"Oh, why can't we roam
This open country?
Oh, why can't we be what we wanna be?
We want to be free" - Bob Marley & the Wailers
I&i was inspired to start this thread by a recent exchange of views on another thread. Responding to the expressed concern by a participant here that there is currently a "major crisis" on the U.S.-Mexico border involving "Drugs, child sex trafficking, murder, gangs, cartels, etc.", i offered that as an alternative to building a five-billion dollar wall spanning nearly 2,000 miles, if one were really genuinely concerned about these Babylon-created problems then an alternative of opening the border and legalizing drugs would put a rapid end to much of what he perceives to be a "crisis". This triggered from him the accusation that: "At least you are being out in the open about your alignment with globalist babylon agenda.. We can put that behind us.. Because, yes; they want open boarders and a druged [sic] out poisoned population."
This caused me to smile as there are so many things about globalization with which i disagree, not the least of which are exploitation of the poor and working classes across the planet and the continued highly disparate distribution of wealth among the world's population. Of course, environmental degradation is no trivial concern either. What amused me though was having a "globalist" lackey label pasted onto me with the disingenuous George-W-Bush-style "You're either with us or against us" binary paradigm applied.
Freedom of movement is not a new, a globalist or a complicated concept: it's freedom instead of captivity. Of course, if you're trying to make the argument that people attempting to migrate freely from poverty and violence to seek greener pastures are Babylonian, and that ICE, the Border Patrol and U.S. military interdiction teams are representatives of Rastafari; then you are completely inverting the reality that I&i perceive. People who fear freedom of movement seem to be unaware that it was only relatively recently in history that Imanity has been deprived of this freedom across the globe on a systematic basis.
The movement-restricted prison planet of today is an invention of the Babylon System. A scant century or so ago, most people traveled more or less freely between many, if not most, countries and kingdoms throughout the world without passports issued by their birth nations. Even during periods when passport laws were in effect, enforcement was often lax and people moved freely for the most part through unregulated or loosely regulated borders. Yes, there definitely were exceptions, but in general, a person was not, by accident of birth, assigned to a certain national cell block of the prison planet and required to secure a formal permission document from that block’s warden to travel. Again, this global phenomenon is a creation of modern history and the Babylon System.

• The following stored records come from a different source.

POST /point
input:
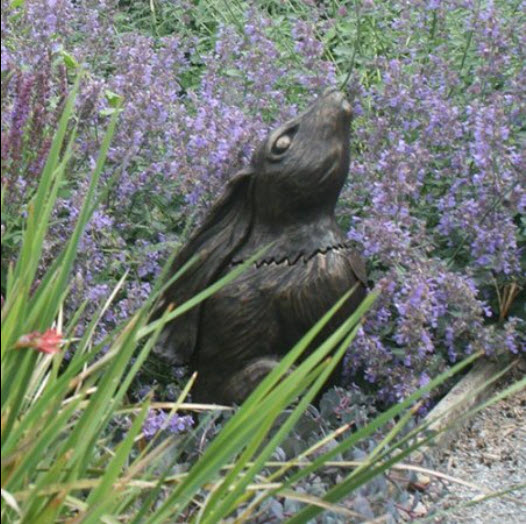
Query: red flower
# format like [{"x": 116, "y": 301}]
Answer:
[{"x": 47, "y": 342}]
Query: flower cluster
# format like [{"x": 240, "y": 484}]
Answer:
[
  {"x": 158, "y": 420},
  {"x": 48, "y": 342}
]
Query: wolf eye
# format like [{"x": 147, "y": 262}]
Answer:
[{"x": 281, "y": 144}]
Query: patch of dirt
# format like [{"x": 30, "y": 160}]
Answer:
[{"x": 489, "y": 455}]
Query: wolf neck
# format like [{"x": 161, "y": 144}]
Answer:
[{"x": 291, "y": 240}]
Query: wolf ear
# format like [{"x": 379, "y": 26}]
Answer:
[{"x": 225, "y": 228}]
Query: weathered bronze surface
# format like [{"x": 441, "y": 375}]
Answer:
[{"x": 287, "y": 196}]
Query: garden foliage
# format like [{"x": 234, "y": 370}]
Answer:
[
  {"x": 436, "y": 200},
  {"x": 436, "y": 195}
]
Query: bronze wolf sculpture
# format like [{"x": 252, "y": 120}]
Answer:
[{"x": 285, "y": 198}]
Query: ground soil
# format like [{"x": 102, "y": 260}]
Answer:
[{"x": 488, "y": 453}]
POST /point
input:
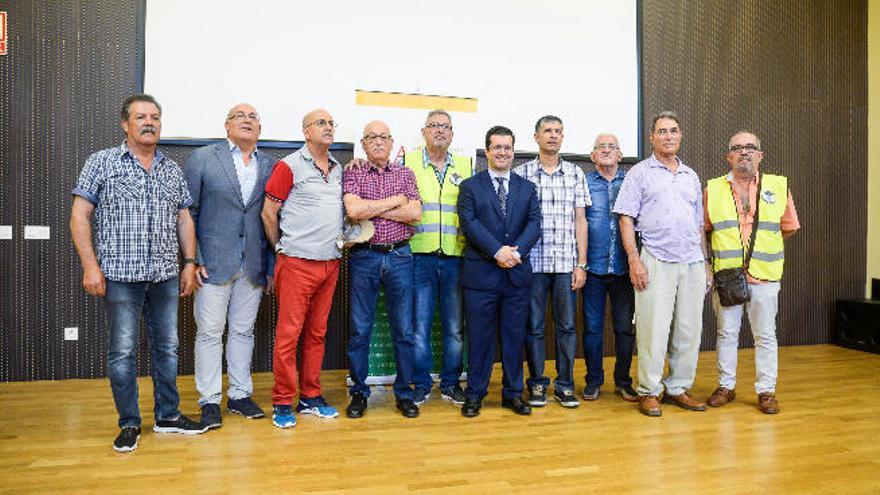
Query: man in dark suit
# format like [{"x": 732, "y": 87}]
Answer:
[
  {"x": 501, "y": 219},
  {"x": 226, "y": 181}
]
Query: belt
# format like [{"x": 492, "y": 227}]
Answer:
[{"x": 382, "y": 248}]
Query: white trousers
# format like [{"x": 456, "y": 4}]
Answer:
[
  {"x": 762, "y": 318},
  {"x": 673, "y": 301}
]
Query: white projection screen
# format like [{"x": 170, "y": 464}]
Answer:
[{"x": 519, "y": 59}]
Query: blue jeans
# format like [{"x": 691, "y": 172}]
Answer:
[
  {"x": 436, "y": 281},
  {"x": 394, "y": 271},
  {"x": 124, "y": 303},
  {"x": 559, "y": 285},
  {"x": 620, "y": 290}
]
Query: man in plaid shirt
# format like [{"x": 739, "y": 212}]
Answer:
[
  {"x": 558, "y": 261},
  {"x": 141, "y": 206},
  {"x": 385, "y": 193}
]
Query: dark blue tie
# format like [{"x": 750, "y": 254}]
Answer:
[{"x": 502, "y": 195}]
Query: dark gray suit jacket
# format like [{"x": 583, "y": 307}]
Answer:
[{"x": 228, "y": 227}]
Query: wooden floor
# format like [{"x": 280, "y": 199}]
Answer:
[{"x": 56, "y": 437}]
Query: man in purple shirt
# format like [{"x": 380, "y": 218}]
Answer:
[
  {"x": 385, "y": 193},
  {"x": 661, "y": 198}
]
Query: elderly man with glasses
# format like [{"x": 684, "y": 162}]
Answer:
[
  {"x": 559, "y": 261},
  {"x": 660, "y": 198},
  {"x": 607, "y": 276},
  {"x": 437, "y": 246},
  {"x": 738, "y": 203},
  {"x": 386, "y": 194},
  {"x": 226, "y": 181},
  {"x": 302, "y": 215}
]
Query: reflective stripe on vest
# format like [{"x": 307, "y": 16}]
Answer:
[
  {"x": 768, "y": 256},
  {"x": 438, "y": 230}
]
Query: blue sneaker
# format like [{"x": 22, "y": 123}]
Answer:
[
  {"x": 282, "y": 416},
  {"x": 317, "y": 406}
]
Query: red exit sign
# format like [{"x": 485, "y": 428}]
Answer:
[{"x": 4, "y": 36}]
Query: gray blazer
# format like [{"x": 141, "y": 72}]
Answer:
[{"x": 227, "y": 225}]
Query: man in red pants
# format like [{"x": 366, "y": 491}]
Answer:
[{"x": 303, "y": 216}]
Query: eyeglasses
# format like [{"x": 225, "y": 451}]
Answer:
[
  {"x": 243, "y": 116},
  {"x": 748, "y": 148},
  {"x": 436, "y": 125},
  {"x": 501, "y": 147},
  {"x": 381, "y": 137},
  {"x": 322, "y": 123},
  {"x": 606, "y": 146}
]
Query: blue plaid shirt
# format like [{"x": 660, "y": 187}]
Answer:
[
  {"x": 605, "y": 254},
  {"x": 559, "y": 194},
  {"x": 135, "y": 213}
]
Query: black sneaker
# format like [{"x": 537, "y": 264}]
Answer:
[
  {"x": 538, "y": 396},
  {"x": 127, "y": 439},
  {"x": 246, "y": 407},
  {"x": 566, "y": 398},
  {"x": 453, "y": 394},
  {"x": 211, "y": 416},
  {"x": 420, "y": 396},
  {"x": 181, "y": 424},
  {"x": 357, "y": 406},
  {"x": 591, "y": 392},
  {"x": 627, "y": 393}
]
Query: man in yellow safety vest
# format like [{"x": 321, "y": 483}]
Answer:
[
  {"x": 731, "y": 203},
  {"x": 437, "y": 247}
]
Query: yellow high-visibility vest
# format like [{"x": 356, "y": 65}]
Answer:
[
  {"x": 768, "y": 255},
  {"x": 438, "y": 231}
]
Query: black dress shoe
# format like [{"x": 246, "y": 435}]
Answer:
[
  {"x": 471, "y": 408},
  {"x": 517, "y": 405},
  {"x": 408, "y": 408},
  {"x": 357, "y": 406}
]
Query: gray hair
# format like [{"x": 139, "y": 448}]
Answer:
[
  {"x": 745, "y": 131},
  {"x": 666, "y": 114},
  {"x": 439, "y": 111},
  {"x": 546, "y": 120}
]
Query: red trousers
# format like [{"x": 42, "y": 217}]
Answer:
[{"x": 304, "y": 289}]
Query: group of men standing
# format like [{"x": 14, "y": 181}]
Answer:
[{"x": 485, "y": 251}]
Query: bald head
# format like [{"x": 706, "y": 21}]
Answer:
[
  {"x": 319, "y": 128},
  {"x": 377, "y": 142},
  {"x": 606, "y": 153}
]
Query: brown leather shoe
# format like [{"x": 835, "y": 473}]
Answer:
[
  {"x": 684, "y": 401},
  {"x": 767, "y": 403},
  {"x": 721, "y": 396},
  {"x": 649, "y": 405}
]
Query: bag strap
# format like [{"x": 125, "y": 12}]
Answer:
[
  {"x": 755, "y": 220},
  {"x": 748, "y": 254}
]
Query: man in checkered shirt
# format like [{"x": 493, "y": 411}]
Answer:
[
  {"x": 141, "y": 206},
  {"x": 386, "y": 194},
  {"x": 559, "y": 261}
]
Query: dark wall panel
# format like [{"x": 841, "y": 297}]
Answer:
[{"x": 795, "y": 72}]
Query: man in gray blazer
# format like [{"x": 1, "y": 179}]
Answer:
[{"x": 235, "y": 262}]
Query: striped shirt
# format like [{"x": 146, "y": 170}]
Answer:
[
  {"x": 559, "y": 194},
  {"x": 135, "y": 213}
]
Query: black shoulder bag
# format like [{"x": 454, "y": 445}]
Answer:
[{"x": 731, "y": 283}]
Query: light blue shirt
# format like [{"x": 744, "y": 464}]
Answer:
[
  {"x": 667, "y": 208},
  {"x": 426, "y": 161},
  {"x": 247, "y": 173},
  {"x": 504, "y": 175}
]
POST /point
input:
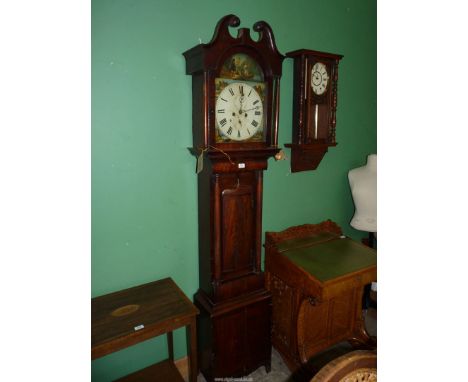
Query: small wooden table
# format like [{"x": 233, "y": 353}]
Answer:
[{"x": 133, "y": 315}]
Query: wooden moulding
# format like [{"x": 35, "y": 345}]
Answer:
[{"x": 300, "y": 231}]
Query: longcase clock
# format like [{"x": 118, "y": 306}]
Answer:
[
  {"x": 314, "y": 107},
  {"x": 235, "y": 90}
]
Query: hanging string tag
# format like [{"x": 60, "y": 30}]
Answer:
[
  {"x": 280, "y": 155},
  {"x": 200, "y": 162}
]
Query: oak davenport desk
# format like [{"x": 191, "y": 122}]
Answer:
[
  {"x": 316, "y": 277},
  {"x": 133, "y": 315}
]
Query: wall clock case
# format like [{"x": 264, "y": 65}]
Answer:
[
  {"x": 235, "y": 90},
  {"x": 314, "y": 107}
]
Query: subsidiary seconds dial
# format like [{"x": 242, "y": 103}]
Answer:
[
  {"x": 239, "y": 111},
  {"x": 319, "y": 78}
]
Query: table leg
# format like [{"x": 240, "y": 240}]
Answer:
[
  {"x": 170, "y": 346},
  {"x": 192, "y": 345}
]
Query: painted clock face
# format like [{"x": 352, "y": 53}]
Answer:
[
  {"x": 239, "y": 111},
  {"x": 319, "y": 78}
]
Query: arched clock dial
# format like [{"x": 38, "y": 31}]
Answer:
[
  {"x": 239, "y": 111},
  {"x": 319, "y": 78}
]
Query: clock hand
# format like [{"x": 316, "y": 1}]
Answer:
[{"x": 253, "y": 108}]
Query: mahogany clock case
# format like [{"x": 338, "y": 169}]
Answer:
[{"x": 234, "y": 322}]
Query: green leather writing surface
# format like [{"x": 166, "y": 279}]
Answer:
[{"x": 330, "y": 257}]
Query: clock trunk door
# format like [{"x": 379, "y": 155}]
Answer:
[{"x": 238, "y": 225}]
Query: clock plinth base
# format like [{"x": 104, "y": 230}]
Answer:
[
  {"x": 234, "y": 335},
  {"x": 306, "y": 157}
]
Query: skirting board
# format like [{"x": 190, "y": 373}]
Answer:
[{"x": 182, "y": 366}]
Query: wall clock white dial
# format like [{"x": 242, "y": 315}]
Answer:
[
  {"x": 239, "y": 111},
  {"x": 319, "y": 78}
]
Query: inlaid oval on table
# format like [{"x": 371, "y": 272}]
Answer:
[{"x": 125, "y": 310}]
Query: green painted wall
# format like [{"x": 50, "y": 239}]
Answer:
[{"x": 144, "y": 195}]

We RastafarI, if i dare speak for the majority of us on this point, are not categorically afraid of our brethren and sistren from other parts of the world. We are not afraid of Imanity. We don’t crave walls to protect us or to preserve the disparate accumulations of national wealth created by colonial exploitation. To embrace the Babylon System, its electronic tagging of every human, its elaborate system of travel and migration controls, its prerogative to grant or deny a human being a passport at will; is to accept prisoner status, not freedom.
The fears driving many people to desire desperate measures, like walling off huge geographic regions, are fears of the loss of hoarded wealth and privileged lifestyles. i have celebrated triumphantly with many a Central American who has escaped the U.S.-foreign-policy-imposed poverty and violence of home countries like Honduras, El Salvador and Nicaragua, and reached the U.S. to enjoy some of the hoarded spoils of her global exploitation. Some of them were "documented" or "legal" but most were not and i couldn't have cared less. i was just happy that JAH had delivered them from the misery of America the Babylon's imposed poverty and terror in their homelands.
If you remove the prisoner status and grant freedom of movement to people then nations and governments have no choice but to work to distribute Imanity's resources in a more fair and equitable way. Many people do not want to leave their homelands and their cultures, but are forced to do so by poverty or violence imposed upon them by the U.S. and other economically dominant powers.
In summation, yes, i am absolutely for freedom of movement for JAH people everywhere, i am not afraid of them, and i believe that returning to such a paradigm on the earth would finally jeopardize the maintenance of accumulated hoards of ill-gotten wealth in so-called "rich nations" and promote a better distribution of the planet's resources to all of the people who need them. So go ahead: Paste whatever label you want to on that, but I&i will just keep on calling it RastafarI, JAH Love of Imanity and Our People's right to freedom.